A limitation of this study is the imbalance in percentage of alcohol consumers between discovery (on average 48.7% regular drinker, 78.5% current drinker) and replication studies (on average 29.8% regular drinker, 57.2% current drinker) which may have impacted our ability to identify and replicate additional loci beyond what is reported here. Additionally, as self-reported alcohol consumption was used and may very likely be underreported, this study may suffer from loss of statistical power due to potential misclassification (58). Similarly, dichotomizing alcohol consumption into regular drinkers and current drinkers may also reduce power as compared to treating it as a continuous variable (59).
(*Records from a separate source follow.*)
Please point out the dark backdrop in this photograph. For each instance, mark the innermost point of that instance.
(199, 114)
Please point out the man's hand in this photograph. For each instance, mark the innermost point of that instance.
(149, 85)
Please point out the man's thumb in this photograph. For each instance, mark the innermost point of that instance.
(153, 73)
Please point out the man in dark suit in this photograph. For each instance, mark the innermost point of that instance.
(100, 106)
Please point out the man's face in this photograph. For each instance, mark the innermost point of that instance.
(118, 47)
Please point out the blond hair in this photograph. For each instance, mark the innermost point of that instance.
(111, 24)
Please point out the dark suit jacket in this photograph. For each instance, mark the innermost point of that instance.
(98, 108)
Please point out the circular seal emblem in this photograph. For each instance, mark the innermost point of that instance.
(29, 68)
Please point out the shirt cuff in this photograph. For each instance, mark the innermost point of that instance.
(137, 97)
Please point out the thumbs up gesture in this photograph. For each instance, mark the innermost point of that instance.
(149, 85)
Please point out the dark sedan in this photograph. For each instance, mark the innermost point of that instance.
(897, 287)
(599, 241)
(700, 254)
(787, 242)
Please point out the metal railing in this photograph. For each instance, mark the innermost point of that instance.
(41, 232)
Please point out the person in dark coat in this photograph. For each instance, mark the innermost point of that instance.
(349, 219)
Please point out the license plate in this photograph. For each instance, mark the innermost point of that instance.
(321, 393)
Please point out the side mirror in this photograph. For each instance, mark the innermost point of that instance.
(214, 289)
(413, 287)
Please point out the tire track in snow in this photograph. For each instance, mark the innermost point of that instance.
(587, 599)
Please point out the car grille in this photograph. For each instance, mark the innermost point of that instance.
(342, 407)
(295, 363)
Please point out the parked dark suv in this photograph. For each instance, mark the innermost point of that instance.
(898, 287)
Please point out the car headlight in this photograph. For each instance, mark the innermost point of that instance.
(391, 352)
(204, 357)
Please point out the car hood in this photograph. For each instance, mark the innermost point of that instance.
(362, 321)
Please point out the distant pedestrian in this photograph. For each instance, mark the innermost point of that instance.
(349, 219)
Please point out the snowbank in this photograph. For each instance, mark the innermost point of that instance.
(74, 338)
It is possible that a more comprehensive characterization of alcohol consumption could reveal associations that were missed in the present study. In addition, although the sample size of 66,428 may seem sufficient for a traditional GWAS, to identify additional novel loci while focusing on rare variants and gene-environment interactions may require larger sample size or bigger effect size (23, 60).
In conclusion, this study applied emerging statistical approaches to investigate the role of rare and low-frequency variants in gene-alcohol consumption interaction effects on lipid levels, and identified 2 novel rare variants at know lipid loci for LDL-c levels and 1 novel gene-alcohol interaction for TG levels. Our results show promise for other larger scale studies analyzing rare variant GxE interactions to refine association signals at previously identified loci to reveal novel biology.
Conflicts of Interests
The authors declare no competing conflicts of interests except for the following. Dennis O Mook-Kanamori is a part-time research consultant with Metabolon, Inc; and Bruce M Psaty serves on the Steering Committee of the Yale Open Access Project funded by Johnson & Johnson.
Authors’ Contributions
The authors’ contributions were as follows – ZW, DIC, RN, HW, LAC, KWvD., JAS, SSR, MF, SLRK, CL, DOM, MAP, PMR, JIR, EB, and ACM: designed research (project conception, development of overall research plan, and study oversight); LFB, DIC, MFF, NF, XG, BC, KWvD, JL, LWM, APR, SSR, PJS, SS, JAS, WZ, SLRK, CK, DOM, MAP, BMP, SR, PMR, and JIR: conducted research (hands-on conduct of the experiments and data collection) and provided essential reagents or provided essential materials (applies to authors who contributed by providing animals, constructs, databases, etc, necessary for the research); WZ, HC, TMB, LFB, DIC, MFF, NF, XG, EL, RN, MAR, HW, LAC, FG, KWvD, JL, JY, MF, SLRK, CL, DOM, BMP, and JIR: analyzed data or performed statistical analysis; ZW and ACM: wrote the paper; and all authors: read, reviewed, and approved of the final manuscript.
Acknowledgments
The various Gene-Lifestyle Interaction projects, including this one, are largely supported by a grant from the U.S. National Heart, Lung, and Blood Institute (NHLBI), the National Institutes of Health, R01HL118305. Full set of study-specific funding sources and acknowledgments appear in the Supplemental Materials.